In Mauritania, the introduction of Law No. 2024–045 in September 2025 marked a turning point for a country set to become a major player in the global energy landscape. The framework prioritizes national hiring and supplier development, reinforced by a digital monitoring platform tracking compliance. Workforce transition programs are also shifting skilled labor from mining into oil, gas and emerging green hydrogen industries.
The Gambia is advancing institutional capacity through regulatory reform and leadership changes, including the appointment of Cany Jobe as Director General of the Gambia Petroleum Commission. A new petroleum bill and competitive tendering processes are designed to improve transparency while enabling local firms to participate in upstream and power sector projects.
Meanwhile, Guinea-Conakry is expanding its cross-sector local content framework, applying the 2022 law to oil, gas and power. Investments in hydropower and grid reliability are already enabling SMEs to compete in fabrication and services, while a 22-block licensing round is expected to further stimulate domestic technical capacity and job creation.
Local Content as a Driver of Energy Independence
Local content policies are increasingly linked to energy security goals. Senegal’s gas-to-power strategy, targeting 75% gas in its electricity mix, relies on domestic expertise to execute projects such as Cap des Biches and Sandiara, ensuring value retention while expanding generation capacity.
Mauritania is adopting a similar model, diverting up to 25% of GTA gas to domestic markets by 2027 to power new plants and reduce costs. Coupled with ambitions in green hydrogen and renewables, local participation is becoming central to positioning the country as both an LNG exporter and low-carbon energy hub.
Human Capital at the Heart of MSGBC 2026
Despite progress, challenges remain. Skills gaps in specialized engineering, project management and advanced technologies could slow implementation, particularly as project pipelines expand.
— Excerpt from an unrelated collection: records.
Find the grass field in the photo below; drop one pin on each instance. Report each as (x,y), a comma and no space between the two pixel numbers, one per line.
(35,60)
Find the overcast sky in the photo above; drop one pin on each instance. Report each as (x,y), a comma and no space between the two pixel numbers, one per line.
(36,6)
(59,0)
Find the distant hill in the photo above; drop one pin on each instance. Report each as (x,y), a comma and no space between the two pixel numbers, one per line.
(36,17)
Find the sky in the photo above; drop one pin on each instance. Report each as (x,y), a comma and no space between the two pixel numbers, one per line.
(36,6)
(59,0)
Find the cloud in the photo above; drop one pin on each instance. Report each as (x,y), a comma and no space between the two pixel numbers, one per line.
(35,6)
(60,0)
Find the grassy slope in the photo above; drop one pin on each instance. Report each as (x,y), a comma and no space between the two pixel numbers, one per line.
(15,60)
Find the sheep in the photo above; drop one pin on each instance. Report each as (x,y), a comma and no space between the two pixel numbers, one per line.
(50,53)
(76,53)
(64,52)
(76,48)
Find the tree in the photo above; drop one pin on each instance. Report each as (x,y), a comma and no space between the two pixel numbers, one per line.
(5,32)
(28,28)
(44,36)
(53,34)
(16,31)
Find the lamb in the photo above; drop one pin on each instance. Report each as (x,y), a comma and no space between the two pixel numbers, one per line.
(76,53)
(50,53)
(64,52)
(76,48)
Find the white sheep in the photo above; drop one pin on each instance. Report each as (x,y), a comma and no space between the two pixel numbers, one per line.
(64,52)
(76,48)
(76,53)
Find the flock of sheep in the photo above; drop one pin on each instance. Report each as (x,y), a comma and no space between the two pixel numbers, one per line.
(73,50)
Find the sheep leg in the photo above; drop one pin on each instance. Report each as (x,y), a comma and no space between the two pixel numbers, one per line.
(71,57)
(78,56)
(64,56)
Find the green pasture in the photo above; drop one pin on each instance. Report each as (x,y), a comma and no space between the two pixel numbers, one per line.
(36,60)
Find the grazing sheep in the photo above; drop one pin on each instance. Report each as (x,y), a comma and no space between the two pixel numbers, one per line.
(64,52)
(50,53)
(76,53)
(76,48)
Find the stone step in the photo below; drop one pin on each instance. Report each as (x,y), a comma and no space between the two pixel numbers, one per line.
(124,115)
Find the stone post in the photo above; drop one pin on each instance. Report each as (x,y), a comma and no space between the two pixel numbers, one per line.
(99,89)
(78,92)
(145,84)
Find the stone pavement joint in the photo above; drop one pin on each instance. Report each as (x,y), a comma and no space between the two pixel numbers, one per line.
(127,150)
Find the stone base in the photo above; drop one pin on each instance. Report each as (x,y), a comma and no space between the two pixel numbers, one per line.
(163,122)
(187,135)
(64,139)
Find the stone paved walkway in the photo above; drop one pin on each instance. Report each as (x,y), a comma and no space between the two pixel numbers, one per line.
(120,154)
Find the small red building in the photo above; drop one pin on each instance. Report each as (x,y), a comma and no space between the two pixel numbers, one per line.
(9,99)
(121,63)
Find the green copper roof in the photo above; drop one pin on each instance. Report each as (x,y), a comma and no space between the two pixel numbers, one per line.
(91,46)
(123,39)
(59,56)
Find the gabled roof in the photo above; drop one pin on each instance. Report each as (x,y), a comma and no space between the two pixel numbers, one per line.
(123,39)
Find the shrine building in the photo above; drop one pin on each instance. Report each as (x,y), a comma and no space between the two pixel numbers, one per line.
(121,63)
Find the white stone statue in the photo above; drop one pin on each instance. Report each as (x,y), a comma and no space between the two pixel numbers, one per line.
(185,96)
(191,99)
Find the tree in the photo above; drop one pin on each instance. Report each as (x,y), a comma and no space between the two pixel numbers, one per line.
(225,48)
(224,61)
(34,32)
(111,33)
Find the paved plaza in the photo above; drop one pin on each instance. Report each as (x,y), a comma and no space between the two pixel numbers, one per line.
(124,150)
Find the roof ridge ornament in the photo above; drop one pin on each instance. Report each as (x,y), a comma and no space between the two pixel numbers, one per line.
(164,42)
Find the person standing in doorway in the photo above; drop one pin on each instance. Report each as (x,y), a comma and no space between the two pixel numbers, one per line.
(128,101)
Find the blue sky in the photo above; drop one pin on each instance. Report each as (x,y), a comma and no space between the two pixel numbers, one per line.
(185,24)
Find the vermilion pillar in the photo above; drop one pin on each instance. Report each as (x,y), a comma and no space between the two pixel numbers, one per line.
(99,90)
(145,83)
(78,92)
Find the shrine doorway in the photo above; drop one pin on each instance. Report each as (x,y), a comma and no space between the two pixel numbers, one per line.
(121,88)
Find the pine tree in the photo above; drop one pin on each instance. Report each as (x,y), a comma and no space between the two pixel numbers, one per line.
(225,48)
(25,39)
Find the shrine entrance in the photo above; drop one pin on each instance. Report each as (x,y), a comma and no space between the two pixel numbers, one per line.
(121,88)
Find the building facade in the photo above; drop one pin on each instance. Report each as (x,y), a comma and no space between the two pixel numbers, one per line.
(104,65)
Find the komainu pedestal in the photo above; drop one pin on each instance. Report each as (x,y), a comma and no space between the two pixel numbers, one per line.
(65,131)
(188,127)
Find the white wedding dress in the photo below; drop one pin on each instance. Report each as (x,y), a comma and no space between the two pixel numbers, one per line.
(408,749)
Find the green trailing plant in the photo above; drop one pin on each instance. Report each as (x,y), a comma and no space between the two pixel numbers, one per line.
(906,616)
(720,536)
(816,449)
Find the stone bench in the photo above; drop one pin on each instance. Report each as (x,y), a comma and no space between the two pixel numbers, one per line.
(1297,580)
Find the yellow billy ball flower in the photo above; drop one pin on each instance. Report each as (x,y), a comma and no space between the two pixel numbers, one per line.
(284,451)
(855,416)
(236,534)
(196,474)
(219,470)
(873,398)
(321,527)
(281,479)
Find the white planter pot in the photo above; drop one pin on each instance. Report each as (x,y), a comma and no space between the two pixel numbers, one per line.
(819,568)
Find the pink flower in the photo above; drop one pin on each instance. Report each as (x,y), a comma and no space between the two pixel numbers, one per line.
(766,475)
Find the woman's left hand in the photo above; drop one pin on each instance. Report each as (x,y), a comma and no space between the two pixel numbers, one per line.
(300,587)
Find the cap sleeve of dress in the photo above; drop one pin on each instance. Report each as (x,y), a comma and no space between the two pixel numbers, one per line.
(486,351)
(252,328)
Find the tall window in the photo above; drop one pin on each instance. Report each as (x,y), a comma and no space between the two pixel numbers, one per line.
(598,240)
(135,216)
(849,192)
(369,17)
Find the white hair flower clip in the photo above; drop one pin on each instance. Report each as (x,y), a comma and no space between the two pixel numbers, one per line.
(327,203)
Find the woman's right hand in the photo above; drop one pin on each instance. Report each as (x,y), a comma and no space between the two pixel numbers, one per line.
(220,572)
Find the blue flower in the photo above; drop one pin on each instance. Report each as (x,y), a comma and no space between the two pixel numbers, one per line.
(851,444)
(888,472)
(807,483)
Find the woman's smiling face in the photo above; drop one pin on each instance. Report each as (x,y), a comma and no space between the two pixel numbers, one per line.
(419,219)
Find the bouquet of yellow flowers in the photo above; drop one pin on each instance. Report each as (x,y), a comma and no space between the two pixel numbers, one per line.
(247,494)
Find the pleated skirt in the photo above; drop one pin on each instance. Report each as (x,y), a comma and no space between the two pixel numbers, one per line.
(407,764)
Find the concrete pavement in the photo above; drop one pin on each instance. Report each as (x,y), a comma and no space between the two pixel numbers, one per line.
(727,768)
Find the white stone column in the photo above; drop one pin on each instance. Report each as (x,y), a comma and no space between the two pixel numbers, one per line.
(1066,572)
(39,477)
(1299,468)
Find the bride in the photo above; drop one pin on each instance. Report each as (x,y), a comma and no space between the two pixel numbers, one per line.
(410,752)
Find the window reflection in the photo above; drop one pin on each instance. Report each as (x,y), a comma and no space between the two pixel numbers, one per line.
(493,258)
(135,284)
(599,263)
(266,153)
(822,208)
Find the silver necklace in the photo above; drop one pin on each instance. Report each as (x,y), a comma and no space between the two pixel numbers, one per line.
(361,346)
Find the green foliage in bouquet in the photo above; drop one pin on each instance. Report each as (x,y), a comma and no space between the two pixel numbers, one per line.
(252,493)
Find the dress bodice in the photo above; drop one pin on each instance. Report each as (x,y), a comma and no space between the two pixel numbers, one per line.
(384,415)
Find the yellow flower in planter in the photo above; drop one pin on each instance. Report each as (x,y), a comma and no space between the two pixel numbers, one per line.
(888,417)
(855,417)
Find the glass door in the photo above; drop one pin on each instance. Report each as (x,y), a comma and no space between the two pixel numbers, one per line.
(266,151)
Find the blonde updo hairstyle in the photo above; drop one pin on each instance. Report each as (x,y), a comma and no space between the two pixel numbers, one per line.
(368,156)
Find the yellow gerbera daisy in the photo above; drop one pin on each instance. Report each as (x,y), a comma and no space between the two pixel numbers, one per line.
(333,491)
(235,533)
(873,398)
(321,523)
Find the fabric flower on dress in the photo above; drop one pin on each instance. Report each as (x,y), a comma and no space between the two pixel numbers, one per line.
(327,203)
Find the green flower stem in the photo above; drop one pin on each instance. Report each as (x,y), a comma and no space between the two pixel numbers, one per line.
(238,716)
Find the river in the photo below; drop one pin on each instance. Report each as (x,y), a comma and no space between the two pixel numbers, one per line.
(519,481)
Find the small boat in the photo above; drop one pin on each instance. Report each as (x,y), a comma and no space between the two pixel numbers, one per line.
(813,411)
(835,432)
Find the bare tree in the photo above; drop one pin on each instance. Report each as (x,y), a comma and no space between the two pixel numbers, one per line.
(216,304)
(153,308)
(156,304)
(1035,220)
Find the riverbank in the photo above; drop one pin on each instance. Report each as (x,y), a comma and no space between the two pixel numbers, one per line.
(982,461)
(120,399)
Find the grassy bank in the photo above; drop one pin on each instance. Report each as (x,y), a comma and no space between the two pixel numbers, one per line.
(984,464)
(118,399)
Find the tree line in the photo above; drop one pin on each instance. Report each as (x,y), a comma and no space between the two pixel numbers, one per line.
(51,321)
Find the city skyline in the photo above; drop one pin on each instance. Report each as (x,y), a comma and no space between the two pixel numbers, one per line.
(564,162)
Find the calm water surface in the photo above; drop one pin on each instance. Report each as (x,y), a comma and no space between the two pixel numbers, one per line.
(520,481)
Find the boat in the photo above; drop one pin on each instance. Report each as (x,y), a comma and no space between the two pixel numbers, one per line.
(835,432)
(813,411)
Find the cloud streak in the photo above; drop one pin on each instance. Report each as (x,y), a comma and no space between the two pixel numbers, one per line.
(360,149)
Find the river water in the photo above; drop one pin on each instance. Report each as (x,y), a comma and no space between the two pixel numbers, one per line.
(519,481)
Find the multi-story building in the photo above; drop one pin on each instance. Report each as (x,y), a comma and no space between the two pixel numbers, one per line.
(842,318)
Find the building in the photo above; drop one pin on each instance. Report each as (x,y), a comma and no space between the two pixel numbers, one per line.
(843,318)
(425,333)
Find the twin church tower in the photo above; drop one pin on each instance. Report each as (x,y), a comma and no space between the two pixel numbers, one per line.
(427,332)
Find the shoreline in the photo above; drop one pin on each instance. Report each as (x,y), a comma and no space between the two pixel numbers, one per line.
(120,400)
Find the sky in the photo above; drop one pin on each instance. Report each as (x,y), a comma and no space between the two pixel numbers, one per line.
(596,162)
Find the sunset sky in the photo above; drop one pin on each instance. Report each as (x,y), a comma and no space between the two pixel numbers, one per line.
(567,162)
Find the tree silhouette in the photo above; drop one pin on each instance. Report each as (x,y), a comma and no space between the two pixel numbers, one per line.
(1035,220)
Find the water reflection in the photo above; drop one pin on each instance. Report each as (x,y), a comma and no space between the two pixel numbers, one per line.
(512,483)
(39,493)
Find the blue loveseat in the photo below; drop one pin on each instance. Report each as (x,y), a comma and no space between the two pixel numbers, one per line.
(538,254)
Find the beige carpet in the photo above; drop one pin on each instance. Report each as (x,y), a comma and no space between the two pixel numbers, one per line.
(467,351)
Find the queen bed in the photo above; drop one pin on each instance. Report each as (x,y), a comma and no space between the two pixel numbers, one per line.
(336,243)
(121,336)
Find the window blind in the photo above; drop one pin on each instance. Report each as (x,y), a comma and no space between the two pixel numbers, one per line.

Bridging these gaps through education, vocational training and international partnerships will be critical to sustaining momentum.
As such, human capital development will feature prominently at MSGBC Oil, Gas & Power 2026, with dedicated sessions on local content, gas infrastructure and workforce readiness. As the MSGBC region scales production, the ability to develop skilled, locally embedded workforces will define its success as a global energy player.
MSGBC Oil, Gas & Power 2026 takes place in Dakar from December 1–3 under the theme ‘MSGBC 2026: Powering Investment. Delivering Prosperity. Executing the Region’s Energy Strategy.’